My school (UW) recently allowed students to switch their school email accounts over to one of 2 providers: Google (via gmail) or Microsoft (via Outlook Web Access). Feeling the inexorable pull of the cloud, I decided to take the plunge and switch to gmail, but one thing held me back. I have used Thunderbird for a few years now and have accumulated roughly 1GB of archived messages that are generally unimportant but occasionally vital. I’ve also espoused Lifehacker’s Trusted Trio email organization system and so many of the emails in my archive are tagged for easier organization.
I’d like to have this email archive searchable from gmail. And I would really like to have all those tags I’ve accumulated over the years show up as gmail “labels”. Fortunately, this isn’t too difficult thanks to the following:
- Thunderbird stores message tags in a special
X-Mozilla-Keysheader in the email message itself. So it’s easy to recover the tags by parsing the email.
- Google provides an email migration API for uploading messages into some hosted Google Apps gmail accounts. Unfortunately, “This API is only available to Google Apps Premier, Education, and Partner Edition domains, and cannot be used for migration into Google Apps Standard Edition email or Gmail accounts” sayeth the Google. You also have to have your Google Apps administrator enable email migration by end users – be default, only administrators can migrate email.
There are a few other nice thing about using the migration API (as opposed to just copying the emails from one IMAP folder to another). One is that time/date information is preserved. With an IMAP copy, emails all appear to have arrived on the day that the copy was made. Also, metadata can be preserved (e.g. messages flagged “Important” in your mail client can be translated into “starred” messages in gmail). Overall, your/my obsessive-compulsive side will be much happier if you can use the migration API.
So, I wrote a little Python script program that uses the Google email migration API to upload a bunch of emails from Thunderbird (or any ol’ mbox file, but it only understands how to read “tags” set by Thunderbird) into a hosted gmail account.
- the Google Python API (I used version 2.0.4)
- the actual python script (for the curious, a darcs repository is also available)
You need to ensure that Python can find the code in the Google Python API. The simplest way is to set your PYTHONPATH environment variable to include the root directory of the API files. For example, if you extract the Google API files into the same directory as the tbird2gmail.py script, any you’re using bash, you can run everything with:
PYTHONPATH=$PYTHONPATH:gdata-2.0.4 python tbird2gmail.py arguments...
The tbird2gmail script works by taking a series of mbox files as command line arguments, and uploads their contents to the specified hosted gmail account. You need to provide your login information (email address and password). One particularly useful feature is to specify (via the
--label command line flag) a label to be applied to all uploaded messages. In case the upload fails for some reason (see below) it is easy to find all the emails that were part of the upload, so you can e.g. delete them and try again.
I used this script to upload roughly 30,000 emails (about 1GB in size) into my UW gmail account. Emails are uploaded in batches of configurable size; I found that when using a batch size any larger than about 2MB, the gmail server would get overwhelmed and close the connection. So I shrunk the batch size, added a delay in between batch sends, and the thing ran happily all night. The theoretical maximum batch size allowed by the Google API is 32MB.

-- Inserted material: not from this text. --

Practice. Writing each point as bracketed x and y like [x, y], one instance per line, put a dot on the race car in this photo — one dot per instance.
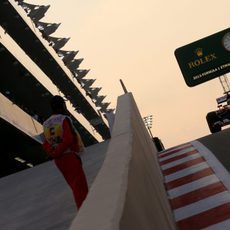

This is definitely a hack; the Google API docs say that the server should return a 503 error when it becomes overworked, but in practice I found this was not triggered reliably before the connection was simply terminated.
This script should not be used if the underlying mbox files can be modified by another application. Doing so could result in a corrupted mailbox file, costing you all your mail! So close down your mail client before uploading any email.
Gmail will also reject mail that does not conform to the RFC822 specification. I had a few emails that were missing proper
Date: headers, and others that had invalid attachments (generally bounce messages). tbird2gmail will log these failed emails into a new mbox file, where you can edit them and then try uploading again. The failure reason returned from the Google server is stored in a special
X-Tbird2gmail-Upload-Failure-Reason header in the message itself. You can read more about what these failure codes look like at http://code.google.com/apis/gdata/docs/2.0/reference.html#HTTPStatusCodes.
Update (3 May 2010): Lisa, another grad student here at UW, has written some python scripts for migrating mbox files into Google Apps that don’t depend on the now-deprecated interface in the Google Python libraries; just pure Python 2.6. You can find the scripts here.